Wsiadam ostatni raz w autobus który ma mnie podwieźć do szkoły. Mam łzy w oczach, będę tęsknić tutaj za wszystkim.

Wchodzę do szkoły, może nie najlepszego miejsca na całym świecie, wiele smutnych wydarzeń, ale i także pięknych wspomnień, które stworzyłam razem z moimi przyjaciółmi. Wkładam kurtkę do szatni, zmieniam buty i idę pod salę, w której mam pierwszą lekcję. Widzę swoją przyjaciółkę, witam się z nią. Nie wiem co mam powiedzieć.

- Cześć, co tam?- W końcu się odzywam.
- Nie jest źle. Macie już wszystko spakowane? Na prawdę musicie wyjeżdżać?
- Wiesz dobrze, że zrobiłabym wszystko żeby tu zostać i nigdzie nie wykeżdżać.
- Mam nadzieje, że będziesz nas tu czasem odwiedzać i nie zapomnisz o nas.
- Proszę cię! - Uśmiecham się do niej i obie śmiejemy się do siebie. - Was nie uda mi się zapomnieć!

Dzwoni szkolny dzwonek. Głośny jakby chcięli abyśmy ogłuchli na dobre. Może nawet mają taki zamiar.

Lekcja mija mi szybko, aż za szybko. Mam jeszcze tylko 6 lekcji i żegnam się z tym budynkiem na dobre. Może to i dobrze, nigdy nie byłam zadowolona z tej szkoły. Nie dostałam się na profil na który chciałam. Mimo wszystko dzięki tej przeprowadce będę na profilu, na którym od początku chciałam być. Mimo, że różni się tylko jednym przedmiotem jest sto razy lepszy.

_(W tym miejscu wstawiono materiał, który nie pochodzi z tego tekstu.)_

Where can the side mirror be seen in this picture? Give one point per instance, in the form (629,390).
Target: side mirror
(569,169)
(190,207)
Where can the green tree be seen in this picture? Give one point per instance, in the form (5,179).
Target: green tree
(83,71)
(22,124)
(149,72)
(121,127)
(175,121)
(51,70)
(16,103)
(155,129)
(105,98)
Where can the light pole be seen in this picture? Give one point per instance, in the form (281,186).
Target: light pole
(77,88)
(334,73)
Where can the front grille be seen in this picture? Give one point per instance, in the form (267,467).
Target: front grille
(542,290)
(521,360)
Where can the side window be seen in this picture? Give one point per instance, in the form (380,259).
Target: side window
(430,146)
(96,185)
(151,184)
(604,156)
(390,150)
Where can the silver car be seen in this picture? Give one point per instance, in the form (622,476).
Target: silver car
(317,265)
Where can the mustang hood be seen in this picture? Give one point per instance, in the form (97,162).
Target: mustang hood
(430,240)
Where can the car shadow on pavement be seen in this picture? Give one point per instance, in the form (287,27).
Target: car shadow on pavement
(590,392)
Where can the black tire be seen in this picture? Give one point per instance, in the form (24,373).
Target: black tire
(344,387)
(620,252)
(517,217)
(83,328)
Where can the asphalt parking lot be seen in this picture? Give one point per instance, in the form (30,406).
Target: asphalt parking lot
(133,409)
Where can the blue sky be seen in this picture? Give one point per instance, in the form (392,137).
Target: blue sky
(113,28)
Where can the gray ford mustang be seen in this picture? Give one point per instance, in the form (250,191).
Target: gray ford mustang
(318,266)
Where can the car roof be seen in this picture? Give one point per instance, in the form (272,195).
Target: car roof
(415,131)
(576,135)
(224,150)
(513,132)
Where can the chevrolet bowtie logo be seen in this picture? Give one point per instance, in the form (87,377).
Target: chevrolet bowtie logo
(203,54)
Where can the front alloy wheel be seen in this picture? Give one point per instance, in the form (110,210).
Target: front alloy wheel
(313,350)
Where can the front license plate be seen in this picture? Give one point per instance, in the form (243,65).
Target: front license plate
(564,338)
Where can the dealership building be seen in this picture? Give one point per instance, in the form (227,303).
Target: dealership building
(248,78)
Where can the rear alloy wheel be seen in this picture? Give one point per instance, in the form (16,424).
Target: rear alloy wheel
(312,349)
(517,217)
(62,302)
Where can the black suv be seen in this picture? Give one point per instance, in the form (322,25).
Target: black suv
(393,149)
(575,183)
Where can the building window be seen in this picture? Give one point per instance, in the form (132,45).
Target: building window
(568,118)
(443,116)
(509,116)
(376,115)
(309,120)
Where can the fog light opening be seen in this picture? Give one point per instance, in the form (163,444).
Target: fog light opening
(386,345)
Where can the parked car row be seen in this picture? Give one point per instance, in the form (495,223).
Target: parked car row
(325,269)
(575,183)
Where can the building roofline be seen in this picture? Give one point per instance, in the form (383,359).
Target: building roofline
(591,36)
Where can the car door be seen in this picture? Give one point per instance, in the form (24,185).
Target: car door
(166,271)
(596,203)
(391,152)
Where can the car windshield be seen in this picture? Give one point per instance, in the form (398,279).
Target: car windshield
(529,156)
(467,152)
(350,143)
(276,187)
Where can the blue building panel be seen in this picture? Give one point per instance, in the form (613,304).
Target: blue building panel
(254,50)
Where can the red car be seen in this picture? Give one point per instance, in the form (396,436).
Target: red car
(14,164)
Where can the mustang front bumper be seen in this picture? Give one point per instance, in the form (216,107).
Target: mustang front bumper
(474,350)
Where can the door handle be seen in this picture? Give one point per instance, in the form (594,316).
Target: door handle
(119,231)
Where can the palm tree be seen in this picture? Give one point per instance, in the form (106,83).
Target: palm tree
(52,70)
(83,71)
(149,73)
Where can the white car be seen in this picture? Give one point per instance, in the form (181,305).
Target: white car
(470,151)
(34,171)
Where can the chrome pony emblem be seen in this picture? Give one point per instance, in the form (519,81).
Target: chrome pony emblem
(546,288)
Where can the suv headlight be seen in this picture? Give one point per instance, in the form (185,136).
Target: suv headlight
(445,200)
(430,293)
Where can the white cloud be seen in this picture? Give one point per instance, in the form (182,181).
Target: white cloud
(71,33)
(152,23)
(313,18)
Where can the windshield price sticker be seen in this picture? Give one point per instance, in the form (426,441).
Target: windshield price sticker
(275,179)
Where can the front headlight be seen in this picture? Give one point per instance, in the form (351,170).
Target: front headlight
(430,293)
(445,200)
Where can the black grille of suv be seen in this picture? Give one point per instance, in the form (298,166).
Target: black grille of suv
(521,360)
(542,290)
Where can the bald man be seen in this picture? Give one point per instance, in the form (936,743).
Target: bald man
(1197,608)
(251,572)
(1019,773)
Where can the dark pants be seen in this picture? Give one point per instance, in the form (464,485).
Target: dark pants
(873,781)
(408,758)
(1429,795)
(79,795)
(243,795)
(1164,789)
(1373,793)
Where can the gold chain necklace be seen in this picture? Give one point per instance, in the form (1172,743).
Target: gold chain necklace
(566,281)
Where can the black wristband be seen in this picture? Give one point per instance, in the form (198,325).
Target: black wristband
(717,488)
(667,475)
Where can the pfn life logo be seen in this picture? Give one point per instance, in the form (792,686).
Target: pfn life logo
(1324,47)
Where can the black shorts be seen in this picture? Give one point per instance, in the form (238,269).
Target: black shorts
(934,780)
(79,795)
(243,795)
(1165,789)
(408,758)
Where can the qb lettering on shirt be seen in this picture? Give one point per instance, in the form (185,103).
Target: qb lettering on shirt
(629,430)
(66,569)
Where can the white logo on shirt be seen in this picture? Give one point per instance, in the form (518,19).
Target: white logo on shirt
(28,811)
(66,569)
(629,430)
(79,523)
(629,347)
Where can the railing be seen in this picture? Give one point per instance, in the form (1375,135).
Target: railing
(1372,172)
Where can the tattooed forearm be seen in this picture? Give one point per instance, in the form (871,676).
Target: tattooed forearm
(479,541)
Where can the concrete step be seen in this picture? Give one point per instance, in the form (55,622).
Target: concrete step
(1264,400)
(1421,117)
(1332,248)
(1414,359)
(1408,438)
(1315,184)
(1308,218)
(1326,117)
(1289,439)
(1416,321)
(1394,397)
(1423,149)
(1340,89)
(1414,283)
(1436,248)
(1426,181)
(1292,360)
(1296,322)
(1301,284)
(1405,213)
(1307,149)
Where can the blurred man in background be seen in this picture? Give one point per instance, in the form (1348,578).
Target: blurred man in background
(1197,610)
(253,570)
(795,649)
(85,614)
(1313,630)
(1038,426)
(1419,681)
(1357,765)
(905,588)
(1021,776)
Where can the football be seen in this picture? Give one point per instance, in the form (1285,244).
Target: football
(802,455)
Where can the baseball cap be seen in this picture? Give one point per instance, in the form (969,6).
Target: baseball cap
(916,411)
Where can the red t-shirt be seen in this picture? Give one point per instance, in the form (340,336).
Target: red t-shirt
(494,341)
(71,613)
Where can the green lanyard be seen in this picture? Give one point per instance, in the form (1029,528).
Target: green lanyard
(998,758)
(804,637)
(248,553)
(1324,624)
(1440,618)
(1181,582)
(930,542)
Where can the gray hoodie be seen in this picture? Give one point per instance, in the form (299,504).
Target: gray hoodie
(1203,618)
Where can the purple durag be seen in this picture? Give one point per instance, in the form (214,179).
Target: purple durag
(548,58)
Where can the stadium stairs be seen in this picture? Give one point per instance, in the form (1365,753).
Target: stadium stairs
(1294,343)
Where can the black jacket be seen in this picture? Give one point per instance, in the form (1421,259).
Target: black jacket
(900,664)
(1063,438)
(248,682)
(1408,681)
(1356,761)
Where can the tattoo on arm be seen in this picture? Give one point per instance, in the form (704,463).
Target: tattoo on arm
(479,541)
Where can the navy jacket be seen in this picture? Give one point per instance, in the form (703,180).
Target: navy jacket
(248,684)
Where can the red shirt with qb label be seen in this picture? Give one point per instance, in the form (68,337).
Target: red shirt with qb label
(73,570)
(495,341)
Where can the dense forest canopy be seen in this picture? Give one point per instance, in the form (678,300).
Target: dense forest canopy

Rozmawiam ze swoimi przyjaciółmi. Nie chcę rozmawiać o tej przeprowadce z nikim. Mam już dość rozmawiania o tym. Chciałabym na chwilę o tym zapomnieć i po prostu żyć jak żyłam wcześniej.

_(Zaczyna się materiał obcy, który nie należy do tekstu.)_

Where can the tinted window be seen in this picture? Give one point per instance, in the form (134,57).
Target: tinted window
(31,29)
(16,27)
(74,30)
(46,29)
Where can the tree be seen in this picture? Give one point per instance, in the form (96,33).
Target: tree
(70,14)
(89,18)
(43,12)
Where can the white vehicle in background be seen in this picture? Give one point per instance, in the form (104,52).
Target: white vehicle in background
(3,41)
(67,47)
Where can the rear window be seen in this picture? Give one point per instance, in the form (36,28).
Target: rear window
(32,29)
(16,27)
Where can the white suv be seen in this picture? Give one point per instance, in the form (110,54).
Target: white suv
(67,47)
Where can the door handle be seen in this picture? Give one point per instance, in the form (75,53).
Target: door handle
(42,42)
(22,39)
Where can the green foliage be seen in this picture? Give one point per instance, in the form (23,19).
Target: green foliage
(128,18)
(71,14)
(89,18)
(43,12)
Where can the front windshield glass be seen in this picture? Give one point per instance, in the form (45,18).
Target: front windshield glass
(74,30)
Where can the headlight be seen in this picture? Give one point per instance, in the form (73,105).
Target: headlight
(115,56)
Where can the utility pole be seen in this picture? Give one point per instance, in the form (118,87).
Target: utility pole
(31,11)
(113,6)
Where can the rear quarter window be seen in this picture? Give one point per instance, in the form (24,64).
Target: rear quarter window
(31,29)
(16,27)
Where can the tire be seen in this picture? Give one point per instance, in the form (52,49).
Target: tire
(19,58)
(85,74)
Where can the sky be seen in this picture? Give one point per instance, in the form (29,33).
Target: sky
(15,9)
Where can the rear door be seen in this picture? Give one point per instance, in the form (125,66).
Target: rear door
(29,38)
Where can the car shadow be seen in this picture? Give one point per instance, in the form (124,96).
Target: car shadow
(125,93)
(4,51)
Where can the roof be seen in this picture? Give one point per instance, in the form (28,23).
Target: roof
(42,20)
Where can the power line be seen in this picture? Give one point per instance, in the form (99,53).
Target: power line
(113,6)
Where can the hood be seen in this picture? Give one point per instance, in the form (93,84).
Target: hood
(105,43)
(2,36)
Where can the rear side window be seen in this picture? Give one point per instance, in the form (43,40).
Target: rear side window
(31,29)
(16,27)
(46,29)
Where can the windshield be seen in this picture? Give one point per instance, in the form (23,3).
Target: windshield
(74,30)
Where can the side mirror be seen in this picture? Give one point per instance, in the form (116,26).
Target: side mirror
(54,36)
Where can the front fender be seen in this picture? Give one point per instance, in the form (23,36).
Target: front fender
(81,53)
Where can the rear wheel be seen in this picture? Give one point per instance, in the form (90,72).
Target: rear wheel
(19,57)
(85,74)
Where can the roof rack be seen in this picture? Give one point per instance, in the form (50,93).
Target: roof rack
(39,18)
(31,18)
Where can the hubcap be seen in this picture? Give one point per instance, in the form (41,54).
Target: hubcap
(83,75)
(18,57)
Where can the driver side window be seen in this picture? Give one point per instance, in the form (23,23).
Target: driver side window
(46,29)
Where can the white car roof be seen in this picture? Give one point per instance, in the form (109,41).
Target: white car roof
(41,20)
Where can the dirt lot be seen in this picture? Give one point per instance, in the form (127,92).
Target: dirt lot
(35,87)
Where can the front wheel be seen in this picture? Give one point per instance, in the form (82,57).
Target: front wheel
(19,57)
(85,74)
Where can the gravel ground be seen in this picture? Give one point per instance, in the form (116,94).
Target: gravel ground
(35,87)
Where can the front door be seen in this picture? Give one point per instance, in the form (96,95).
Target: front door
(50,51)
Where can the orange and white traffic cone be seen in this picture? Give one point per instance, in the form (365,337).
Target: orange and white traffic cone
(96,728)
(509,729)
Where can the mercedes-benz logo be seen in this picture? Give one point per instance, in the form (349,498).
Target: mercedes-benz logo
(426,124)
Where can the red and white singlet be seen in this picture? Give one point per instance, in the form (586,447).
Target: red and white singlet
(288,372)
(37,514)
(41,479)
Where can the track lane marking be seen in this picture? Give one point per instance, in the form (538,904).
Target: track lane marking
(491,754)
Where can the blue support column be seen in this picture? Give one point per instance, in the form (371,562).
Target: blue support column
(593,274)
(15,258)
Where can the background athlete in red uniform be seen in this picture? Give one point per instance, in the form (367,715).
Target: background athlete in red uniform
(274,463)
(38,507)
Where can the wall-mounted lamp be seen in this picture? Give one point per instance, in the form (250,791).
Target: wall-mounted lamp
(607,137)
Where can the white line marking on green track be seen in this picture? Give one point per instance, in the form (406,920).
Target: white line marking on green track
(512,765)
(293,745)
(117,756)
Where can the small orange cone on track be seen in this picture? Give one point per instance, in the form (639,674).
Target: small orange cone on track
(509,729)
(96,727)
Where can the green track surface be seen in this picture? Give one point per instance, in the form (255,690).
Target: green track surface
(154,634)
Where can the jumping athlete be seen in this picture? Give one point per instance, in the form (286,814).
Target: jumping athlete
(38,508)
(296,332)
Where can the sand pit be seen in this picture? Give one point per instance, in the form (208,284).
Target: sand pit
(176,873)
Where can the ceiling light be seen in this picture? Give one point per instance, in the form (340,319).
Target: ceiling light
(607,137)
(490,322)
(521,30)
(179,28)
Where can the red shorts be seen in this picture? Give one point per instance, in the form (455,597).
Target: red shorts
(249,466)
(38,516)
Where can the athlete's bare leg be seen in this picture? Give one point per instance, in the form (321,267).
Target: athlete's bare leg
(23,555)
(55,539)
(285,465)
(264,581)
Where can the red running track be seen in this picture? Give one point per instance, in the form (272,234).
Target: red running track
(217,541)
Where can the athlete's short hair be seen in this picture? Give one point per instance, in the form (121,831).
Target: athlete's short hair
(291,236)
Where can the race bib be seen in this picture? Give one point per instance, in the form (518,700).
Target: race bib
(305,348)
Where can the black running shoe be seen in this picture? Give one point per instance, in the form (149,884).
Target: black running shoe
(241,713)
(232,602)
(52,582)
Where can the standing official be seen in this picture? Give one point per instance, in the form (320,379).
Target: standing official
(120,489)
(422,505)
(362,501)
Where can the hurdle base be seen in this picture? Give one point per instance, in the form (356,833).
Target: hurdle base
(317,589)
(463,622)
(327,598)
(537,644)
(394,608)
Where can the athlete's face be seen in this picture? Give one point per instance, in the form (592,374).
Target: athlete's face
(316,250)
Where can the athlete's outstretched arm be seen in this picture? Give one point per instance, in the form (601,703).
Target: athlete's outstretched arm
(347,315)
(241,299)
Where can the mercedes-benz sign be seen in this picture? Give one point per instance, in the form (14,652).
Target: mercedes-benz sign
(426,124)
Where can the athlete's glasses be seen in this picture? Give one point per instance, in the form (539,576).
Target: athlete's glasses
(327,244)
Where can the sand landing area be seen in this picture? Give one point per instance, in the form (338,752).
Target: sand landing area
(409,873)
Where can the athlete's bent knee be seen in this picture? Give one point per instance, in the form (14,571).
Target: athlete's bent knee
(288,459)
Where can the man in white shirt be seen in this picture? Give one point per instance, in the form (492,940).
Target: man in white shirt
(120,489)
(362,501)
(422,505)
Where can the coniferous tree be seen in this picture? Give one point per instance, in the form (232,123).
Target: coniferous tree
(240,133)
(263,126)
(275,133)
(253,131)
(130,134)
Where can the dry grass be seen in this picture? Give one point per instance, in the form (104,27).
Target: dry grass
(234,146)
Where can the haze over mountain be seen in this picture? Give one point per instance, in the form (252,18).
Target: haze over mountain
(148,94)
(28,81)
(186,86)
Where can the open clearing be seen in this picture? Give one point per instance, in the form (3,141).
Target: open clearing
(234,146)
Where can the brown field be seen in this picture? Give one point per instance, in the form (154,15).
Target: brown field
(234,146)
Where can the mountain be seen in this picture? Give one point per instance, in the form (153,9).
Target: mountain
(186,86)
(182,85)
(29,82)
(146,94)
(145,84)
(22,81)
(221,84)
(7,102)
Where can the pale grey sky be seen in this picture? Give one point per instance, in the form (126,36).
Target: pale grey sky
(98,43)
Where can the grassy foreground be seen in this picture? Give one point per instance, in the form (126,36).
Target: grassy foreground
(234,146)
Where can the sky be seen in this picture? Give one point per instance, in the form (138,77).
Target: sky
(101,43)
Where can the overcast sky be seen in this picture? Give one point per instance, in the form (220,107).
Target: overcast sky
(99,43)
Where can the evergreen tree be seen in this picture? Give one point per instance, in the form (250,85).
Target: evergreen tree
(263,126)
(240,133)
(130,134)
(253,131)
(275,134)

Kolejne lekcje i przerwy mijają szybko, teraz mam lekcję z panią wychowawczynią. Miło mnie przywitała i spytała jak się sprawy mają. W sumie to już koniec. Koniec wszelkich lekcji. Koniec z tą szkołą. Pożegnałam się z większością stąd na dobre. Może to i dobrze może i nie. Wypakowywuje wszystkie rzeczy z szafki i zmierzam na autobus powrotny do domu. Wkładam słuchawki do uszu i włączam moją ulubioną muzykę. Momentalnie łzy pojawiają się w moich oczach. Powtórze to już milionowy raz. Noe chcę stąd wyjeżdżać.

***
Wchodzę do domu, kłade kurtkę na schodach. Idę sprawdzić czy wszytsko spakowałam, i czy jestem gotowa na długą podróż z dala stąd.

Mama woła mnie do salonu, schodzę do niej.

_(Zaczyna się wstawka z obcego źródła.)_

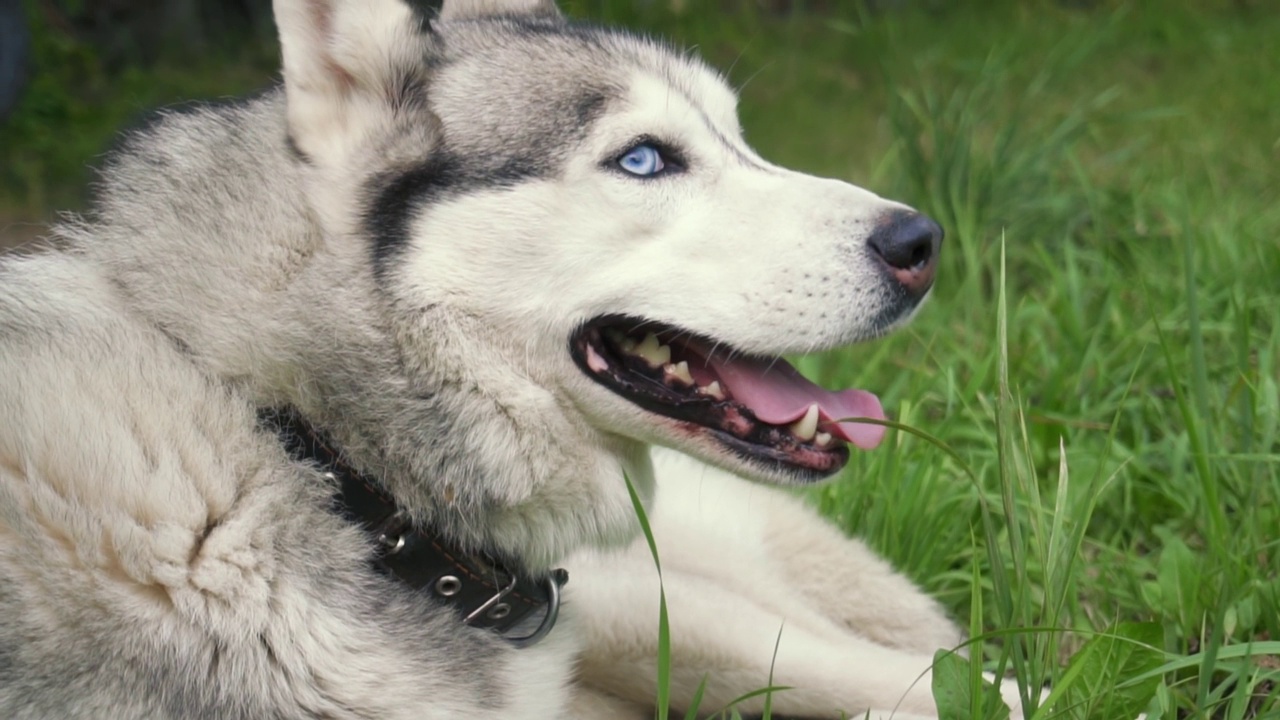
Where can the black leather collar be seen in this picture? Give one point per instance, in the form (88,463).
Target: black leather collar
(481,589)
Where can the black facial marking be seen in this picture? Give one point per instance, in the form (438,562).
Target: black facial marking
(396,195)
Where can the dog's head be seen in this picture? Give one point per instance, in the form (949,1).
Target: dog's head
(568,226)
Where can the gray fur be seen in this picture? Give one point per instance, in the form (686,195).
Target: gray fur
(327,245)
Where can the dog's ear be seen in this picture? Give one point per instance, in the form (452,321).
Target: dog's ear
(471,9)
(348,67)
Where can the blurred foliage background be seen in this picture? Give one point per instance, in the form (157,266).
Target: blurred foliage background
(1102,350)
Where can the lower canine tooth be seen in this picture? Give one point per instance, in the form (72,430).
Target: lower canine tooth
(805,427)
(680,370)
(712,391)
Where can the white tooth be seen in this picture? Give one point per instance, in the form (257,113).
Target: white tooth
(805,427)
(713,391)
(680,370)
(652,352)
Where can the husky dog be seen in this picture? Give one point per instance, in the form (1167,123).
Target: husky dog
(304,417)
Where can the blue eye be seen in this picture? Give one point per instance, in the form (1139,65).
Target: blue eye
(643,160)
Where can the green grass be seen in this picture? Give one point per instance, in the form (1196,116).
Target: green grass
(1101,356)
(1127,446)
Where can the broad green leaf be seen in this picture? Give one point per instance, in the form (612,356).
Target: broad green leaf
(1125,651)
(952,691)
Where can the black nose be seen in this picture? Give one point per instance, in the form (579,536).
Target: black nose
(908,244)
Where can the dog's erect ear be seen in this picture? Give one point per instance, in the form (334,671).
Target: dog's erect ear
(471,9)
(348,65)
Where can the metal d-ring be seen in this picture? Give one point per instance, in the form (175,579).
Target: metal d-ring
(548,620)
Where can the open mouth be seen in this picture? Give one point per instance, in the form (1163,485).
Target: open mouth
(759,408)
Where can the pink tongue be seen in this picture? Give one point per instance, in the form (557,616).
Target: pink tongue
(780,395)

- Spakowałaś wszystko? - Pyta się nie śmiało widząc moje rumieńce na twarzy, widać, że nie jestem najszczęśliwsza.
- Tak. O której wyjeżdżamy? - Uśmiecham się do niej, aby myślała, że jednak jest wszystko dobrze, bo mimo, że nie chcę stąd wyjeżdżać, przprowadzka nie wyrwie na mnie większego znaczenia.
- Za około dwie godziny. Musimy się upewnić, że wszystko zabraliśmy.

No więc tak to wygląda. Przed domem stoi wielki samochód ze spakowanymi rzeczami. Za dwie godziny, będziemy jechać kolejne kilka godzin i dostać się do nowego domu. Kompletnie nowego miejsca, którego nikt nie zna.

Jedziemy już kolejną godzinę. Zrobiło się już ciemno i ciężko mi już czytać książkę. Chyba pójdę spać, to będzie najlepsze rozwiązanie, po prostu obudzę się na miejscu.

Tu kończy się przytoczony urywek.